We still have the problem that installing the new version from the Plugins, Add New page does not run the post-upgrade code anyway. We are already storing the last version of Akeeba Backup where we ran the post-upgrade code in the database. We will use that to try and run the post-upgrade code. If that fails, we will prevent any further automated use of Akeeba Backup until this post-upgrade code does run, which means either using our own updater, or visiting the main page of the plugin.

To do that, we need to refactor the code even deeper than we did for version 8.0.0. WordPress has no less than NINE (9) different ways it can initialise and call our plugin. This leads to a lot of discrepancies on what is taking place. We are refactoring the code to tidy up the initialisation into a single, unified block of code which will execute no matter how WordPress decides to initialise and execute our plugin. This will let us implement the check described in the previous paragraph consistently.

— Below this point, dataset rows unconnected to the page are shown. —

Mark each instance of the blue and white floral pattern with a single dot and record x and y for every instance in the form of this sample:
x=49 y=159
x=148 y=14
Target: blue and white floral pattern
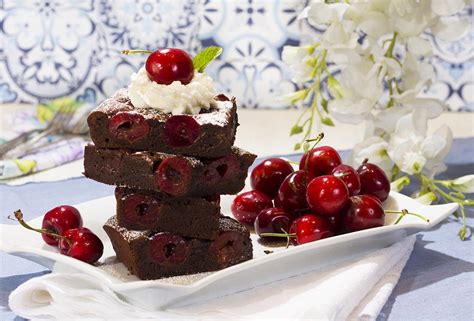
x=72 y=47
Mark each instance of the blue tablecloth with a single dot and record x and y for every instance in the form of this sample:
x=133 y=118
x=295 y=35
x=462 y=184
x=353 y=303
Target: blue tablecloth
x=436 y=284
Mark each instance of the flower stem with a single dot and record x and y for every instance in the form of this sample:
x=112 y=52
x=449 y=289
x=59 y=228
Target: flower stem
x=405 y=212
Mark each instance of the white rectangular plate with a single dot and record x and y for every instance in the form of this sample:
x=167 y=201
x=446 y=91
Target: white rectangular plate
x=264 y=268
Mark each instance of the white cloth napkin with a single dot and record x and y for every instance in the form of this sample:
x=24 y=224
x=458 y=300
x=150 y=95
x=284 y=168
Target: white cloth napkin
x=350 y=291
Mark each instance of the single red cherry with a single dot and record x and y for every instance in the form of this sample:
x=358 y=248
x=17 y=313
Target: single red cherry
x=348 y=176
x=128 y=126
x=292 y=192
x=363 y=212
x=227 y=247
x=248 y=205
x=80 y=243
x=167 y=65
x=267 y=176
x=327 y=194
x=167 y=247
x=173 y=176
x=140 y=210
x=272 y=220
x=322 y=160
x=373 y=181
x=181 y=130
x=309 y=228
x=58 y=220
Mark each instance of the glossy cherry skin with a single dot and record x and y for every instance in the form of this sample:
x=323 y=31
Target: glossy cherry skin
x=181 y=130
x=248 y=205
x=327 y=194
x=167 y=247
x=310 y=228
x=292 y=192
x=363 y=212
x=173 y=176
x=373 y=181
x=167 y=65
x=267 y=176
x=128 y=126
x=348 y=176
x=272 y=220
x=58 y=220
x=322 y=160
x=85 y=245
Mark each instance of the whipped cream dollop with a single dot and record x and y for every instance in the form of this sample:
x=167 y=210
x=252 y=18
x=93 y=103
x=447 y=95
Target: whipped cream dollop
x=174 y=98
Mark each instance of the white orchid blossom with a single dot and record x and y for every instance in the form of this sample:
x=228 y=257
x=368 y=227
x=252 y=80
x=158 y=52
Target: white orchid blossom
x=372 y=64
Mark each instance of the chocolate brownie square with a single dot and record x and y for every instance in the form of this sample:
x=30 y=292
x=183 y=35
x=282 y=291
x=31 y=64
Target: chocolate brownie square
x=148 y=210
x=179 y=176
x=152 y=255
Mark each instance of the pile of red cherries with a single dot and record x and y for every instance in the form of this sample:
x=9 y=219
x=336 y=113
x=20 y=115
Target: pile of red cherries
x=62 y=227
x=322 y=199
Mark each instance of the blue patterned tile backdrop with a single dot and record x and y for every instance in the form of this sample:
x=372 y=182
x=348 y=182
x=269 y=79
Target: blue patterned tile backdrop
x=72 y=47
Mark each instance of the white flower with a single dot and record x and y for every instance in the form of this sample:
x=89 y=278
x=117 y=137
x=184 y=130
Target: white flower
x=375 y=150
x=447 y=7
x=298 y=58
x=412 y=150
x=464 y=184
x=361 y=89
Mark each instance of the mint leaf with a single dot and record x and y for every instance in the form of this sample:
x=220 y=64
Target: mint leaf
x=296 y=130
x=204 y=57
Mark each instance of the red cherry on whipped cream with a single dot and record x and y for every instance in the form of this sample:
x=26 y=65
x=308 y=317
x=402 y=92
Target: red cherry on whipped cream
x=167 y=65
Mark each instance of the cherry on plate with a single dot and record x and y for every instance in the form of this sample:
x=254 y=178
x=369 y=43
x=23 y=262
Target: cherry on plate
x=168 y=65
x=292 y=192
x=348 y=176
x=310 y=228
x=373 y=181
x=363 y=212
x=327 y=194
x=272 y=220
x=80 y=243
x=267 y=176
x=58 y=220
x=322 y=160
x=248 y=205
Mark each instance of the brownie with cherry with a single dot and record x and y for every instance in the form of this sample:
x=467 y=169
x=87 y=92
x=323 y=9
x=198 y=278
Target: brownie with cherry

There is the problem with the sites which had updated to 8.0.0, 8.0.0.1, and 8.0.0.2, or which put Akeeba Backup 7.9.2 on top of an 8.0.0, 8.0.0.1, or 8.0.0.2 installation. These sites may have two secretkey.php files in two different places: app/Solo and app/Solo/engine under the plugin's folder. Which one is the right file to use? The best we can do is try to decode the default backup profile's settings (#1) with each of these key files separately. The key which does not result in an error will be kept. If both keys result in an error, we will keep the new file  (app/Solo/secretkey.php). If no key file is present, or the encryption is disabled, we will do no key migration obviously.

From a testing perspective, we have updated our testing methodology to now try and take an automatic backup right after update, before visiting the plugin's main page. This should always lead to the update code running as part of the automatic backup and we have ways to check that this is the case (remember what I mentioned above about putting a version marker in the database?).

We will also publish a beta for the upcoming version 8.1.0. Given the number of people who were shouting “where was the beta for 8.0.0” we expect to have a massive response to it. Right? I guess we'll find out.